In simple harmonic motion, the "period of motion" is the time it takes to complete one full cycle of the motion. This is crucial for understanding repetitive motions like those seen in springs and pendulums. The formula to find the period \( T \) of a particle undergoing simple harmonic motion is:

• \[ T = \frac{2\pi}{\omega} \]

where \( \omega \) is the angular frequency.In our particular problem, we are given that the period \( T \) is 1 second, meaning the up-and-down motion on the spring repeats every second. Understanding the period helps us calculate other parameters like angular frequency, which tells us how quickly the motion completes a cycle.

Angular frequency, represented as \( \omega \), describes how fast something oscillates in simple harmonic motion.
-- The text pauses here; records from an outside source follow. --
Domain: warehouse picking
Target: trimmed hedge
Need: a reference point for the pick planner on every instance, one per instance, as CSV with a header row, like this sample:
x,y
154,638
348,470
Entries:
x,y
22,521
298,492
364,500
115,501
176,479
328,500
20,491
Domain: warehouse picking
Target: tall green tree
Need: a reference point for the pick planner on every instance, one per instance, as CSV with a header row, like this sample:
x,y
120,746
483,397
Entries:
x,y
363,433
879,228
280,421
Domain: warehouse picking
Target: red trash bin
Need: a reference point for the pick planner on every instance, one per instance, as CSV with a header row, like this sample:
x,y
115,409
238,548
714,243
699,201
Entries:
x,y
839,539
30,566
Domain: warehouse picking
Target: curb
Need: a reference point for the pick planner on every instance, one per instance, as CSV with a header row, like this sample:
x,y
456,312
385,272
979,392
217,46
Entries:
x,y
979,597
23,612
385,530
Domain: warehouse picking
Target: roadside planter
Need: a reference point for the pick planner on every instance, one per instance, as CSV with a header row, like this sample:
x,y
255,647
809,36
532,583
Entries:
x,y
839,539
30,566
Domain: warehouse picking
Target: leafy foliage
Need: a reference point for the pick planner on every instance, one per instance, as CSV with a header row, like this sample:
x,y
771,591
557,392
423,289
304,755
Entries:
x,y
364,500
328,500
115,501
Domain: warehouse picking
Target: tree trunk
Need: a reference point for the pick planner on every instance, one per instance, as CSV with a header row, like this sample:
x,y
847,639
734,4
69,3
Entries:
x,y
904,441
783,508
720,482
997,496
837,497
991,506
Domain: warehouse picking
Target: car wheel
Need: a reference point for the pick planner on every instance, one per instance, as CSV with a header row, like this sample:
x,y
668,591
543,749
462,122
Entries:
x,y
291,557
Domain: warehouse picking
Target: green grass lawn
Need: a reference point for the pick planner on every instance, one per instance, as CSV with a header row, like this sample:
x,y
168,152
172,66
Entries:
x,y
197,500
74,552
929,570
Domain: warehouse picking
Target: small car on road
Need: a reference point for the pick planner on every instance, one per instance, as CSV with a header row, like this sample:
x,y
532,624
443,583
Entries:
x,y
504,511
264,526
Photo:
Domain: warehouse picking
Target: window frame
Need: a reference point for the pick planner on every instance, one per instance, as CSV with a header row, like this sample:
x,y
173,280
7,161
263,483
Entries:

It's distinct from the regular frequency because it measures per radians instead of per cycle.
To determine \( \omega \), the equation used is:

• \[ \omega = \sqrt{\frac{k}{m}} \]

where \( k \) is the spring constant, and \( m \) is the mass.This formulation allows you to see how angular frequency is directly impacted by the characteristics of the spring and the attached mass. In our scenario, we find \( \omega \) by rearranging the period formula. Given that the period \( T \) is \( 1 \) second, the relation becomes crucial when isolating the parts in our equation to find the appropriate mass when \( k = 4 \).

A spring constant, denoted as \( k \), measures a spring's stiffness. It's a vital part of Hooke's Law, which is the foundation of simple harmonic motion. The spring constant tells us how much force is needed to stretch or compress the spring by a unit length.For any spring-based system, such as the one in our exercise, \( k \) can change the period and angular frequency of the motion. In our example, the problem gives \( k = 4 \). This means that the spring is relatively stiff, requiring a noticeable force for displacement and impacting the duration of each oscillation.

Finding the correct mass that fits a specified motion is part of solving simple harmonic motion problems. The mass affects both the period and the angular frequency of a system.
To determine the mass, use the equation derived from setting the desired period \( T \):

• \[ m = \frac{4}{4\pi^2} \]

Simplifying gives:

• \[ m = \frac{1}{\pi^2} \]

This mass calculation results in a mass approximately \( 0.10132 \) kg or \( 101 \) grams, assuming \( \pi \approx 3.14159 \). Identifying the right mass satisfies the needs of the formula to achieve the motion's required period.